O arresto pode incidir sobre bens do sujeito passivo originário dos tributos, como sobre bens do responsável solidário ou subsidiário. No caso de se pretender o arresto de bens do responsável subsidiário antes da instauração da execução fiscal ou do chamamento deste à execução por via da reversão, torna-se necessário que o requerente (Fazenda Pública) alegue e prove, ainda que sumariamente (pois que estamos no domínio de um procedimento cautelar), factos tendentes a demonstrar que se encontram reunidos os pressupostos legais para esse chamamento à luz das normas que estabelecem a responsabilidade subsidiária por dívidas tributárias, o que acontece quando, de forma cumulativa, se verificam:
1- Os requisitos previstos no art.153°, n° 2, do CPPT, relativos à inexistência de bens penhoráveis do devedor originário ou à fundada insuficiência do património do mesmo devedor para a satisfação da dívida exequenda e acrescido;
2- Os requisitos previstos no art. 24°, da L.G.T., relativos ao exercício do cargo de gerente da sociedade devedora no período da constituição do facto tributário ou no período de entrega ou pagamento dos impostos em dívida.
No requerimento inicial deve a Fazenda Pública alegar e efectuar prova sumária (“bonus fumus iuris") da factualidade demonstrativa do imposto ou da sua existência provável e dos factos integrantes do fundado receio da diminuição de garantias de cobrança do correspondente crédito, tendo ainda em consideração as referidas presunções no caso de imposto retido ou repercutido a terceiros. Além disso, deverá relacionar e identificar devidamente os bens que pretende ver arrestados, os quais devem ser suficientes para garantir a cobrança do respectivo crédito fiscal (cfr. artigos 136°, n° 4, e 137°, n° 2, ambos do CPPT).

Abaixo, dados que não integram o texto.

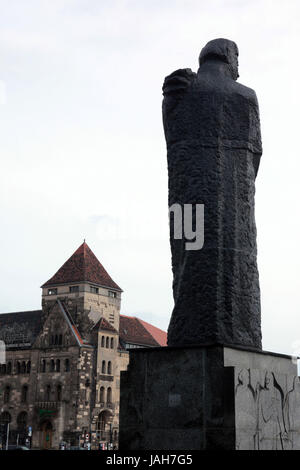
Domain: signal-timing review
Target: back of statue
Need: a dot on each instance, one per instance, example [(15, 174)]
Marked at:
[(212, 131)]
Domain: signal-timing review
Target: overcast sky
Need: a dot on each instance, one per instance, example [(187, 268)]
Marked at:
[(83, 151)]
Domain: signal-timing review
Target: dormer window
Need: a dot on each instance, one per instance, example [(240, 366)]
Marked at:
[(74, 289), (52, 291)]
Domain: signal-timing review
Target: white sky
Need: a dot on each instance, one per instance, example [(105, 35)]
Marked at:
[(83, 152)]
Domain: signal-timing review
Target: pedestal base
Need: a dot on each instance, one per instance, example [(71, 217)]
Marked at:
[(209, 397)]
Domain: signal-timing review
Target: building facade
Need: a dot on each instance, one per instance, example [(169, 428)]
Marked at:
[(60, 383)]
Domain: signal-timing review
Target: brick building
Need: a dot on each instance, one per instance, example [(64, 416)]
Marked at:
[(61, 376)]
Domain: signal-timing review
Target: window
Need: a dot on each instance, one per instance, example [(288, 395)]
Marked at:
[(24, 394), (6, 394), (48, 393), (67, 365), (109, 395), (5, 418), (52, 291), (58, 392), (74, 289), (22, 422), (101, 395)]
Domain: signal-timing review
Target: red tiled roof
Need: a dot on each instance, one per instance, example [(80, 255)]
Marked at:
[(82, 266), (134, 330), (103, 324), (159, 335)]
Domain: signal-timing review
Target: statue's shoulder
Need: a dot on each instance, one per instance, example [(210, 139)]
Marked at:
[(247, 92), (178, 81)]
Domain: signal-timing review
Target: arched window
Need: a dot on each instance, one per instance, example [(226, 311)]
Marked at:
[(58, 392), (24, 393), (108, 395), (5, 418), (22, 421), (48, 393), (67, 365), (102, 423), (6, 396), (101, 395)]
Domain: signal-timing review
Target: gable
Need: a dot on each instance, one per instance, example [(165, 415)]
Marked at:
[(57, 329)]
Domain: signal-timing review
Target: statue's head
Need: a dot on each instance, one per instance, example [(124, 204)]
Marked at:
[(222, 50)]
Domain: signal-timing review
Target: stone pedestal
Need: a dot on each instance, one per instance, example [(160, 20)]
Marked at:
[(209, 397)]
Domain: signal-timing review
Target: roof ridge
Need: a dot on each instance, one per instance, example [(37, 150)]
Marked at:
[(82, 266)]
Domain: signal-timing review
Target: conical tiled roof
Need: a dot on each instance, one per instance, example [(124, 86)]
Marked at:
[(82, 266)]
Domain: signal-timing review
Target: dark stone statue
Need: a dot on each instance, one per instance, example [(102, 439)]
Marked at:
[(212, 130)]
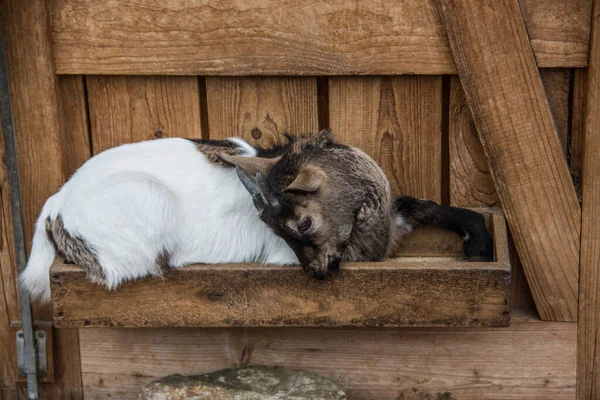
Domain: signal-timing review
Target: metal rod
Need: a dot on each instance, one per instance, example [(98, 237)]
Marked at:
[(10, 155)]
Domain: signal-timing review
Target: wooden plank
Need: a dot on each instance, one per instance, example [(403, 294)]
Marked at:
[(506, 97), (588, 373), (75, 140), (130, 109), (578, 126), (556, 87), (7, 348), (261, 109), (529, 360), (288, 37), (397, 121), (471, 183), (399, 292), (38, 125), (8, 267)]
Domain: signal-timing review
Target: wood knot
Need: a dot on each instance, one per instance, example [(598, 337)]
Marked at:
[(256, 133), (215, 296)]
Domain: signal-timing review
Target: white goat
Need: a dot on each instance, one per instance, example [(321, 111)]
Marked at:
[(140, 209)]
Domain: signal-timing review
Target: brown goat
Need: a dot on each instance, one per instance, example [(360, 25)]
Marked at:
[(331, 202)]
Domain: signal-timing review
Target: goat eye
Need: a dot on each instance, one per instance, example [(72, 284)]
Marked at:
[(304, 225)]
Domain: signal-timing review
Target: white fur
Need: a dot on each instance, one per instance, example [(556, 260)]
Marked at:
[(133, 202)]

Na fase da declaração do arresto impende sobre o requerente o ónus da prova dos factos integrantes dos respectivos requisitos, não bastando, em consequência, o simples e vago rumor de uma ameaça do requerido de se desfazer dos seus bens, para que se dê como provado que ele se prepara para o concretizar. E isto porque o receio de diminuição de garantias tem de ser fundado, o que vale por dizer, que deve ser apreciado objectivamente e não apenas na óptica pessoal do requerente.
Para que possa ser decretado arresto sobre bens do responsável subsidiário importa apenas verificar se ocorrem os requisitos referidos e ainda se se encontram preenchidos os pressupostos exigidos por lei para poder ordenar -se contra o mesmo a reversão da execução.
Neste mesmo sentido podemos ver diversos Acórdãos do Tribunal Central Administrativo Sul, dos quais se destaca o Acórdão de 21 de Maio de 2013, Processo n.° 06620/13, onde é afirmado o seguinte:
“No caso de se pretender o arresto de bens do responsável subsidiário antes da instauração da execução fiscal ou do chamamento deste à execução por via da reversão, torna-se necessário que o requerente (Fazenda Pública) alegue e prove, ainda que sumariamente (pois que estamos no domínio de um procedimento cautelar), factos tendentes a demonstrar que se encontram reunidos os pressupostos legais para esse chamamento à luz das normas que estabelecem a responsabilidade subsidiária por dívidas tributárias, o que acontece quando, de forma cumulativa, se verificam: a) Os requisitos previstos no art°.153, n°.2, do C.P.P.T., relativos à inexistência de bens penhoráveis do devedor originário ou à fundada insuficiência do património do mesmo devedor para a satisfação da dívida exequenda e acrescido; b) Os requisitos previstos no art. 24° da L.G.T., relativos ao exercício do cargo de gerente da sociedade devedora no período da constituição do facto tributário ou no período de entrega ou pagamento dos impostos em dívida.”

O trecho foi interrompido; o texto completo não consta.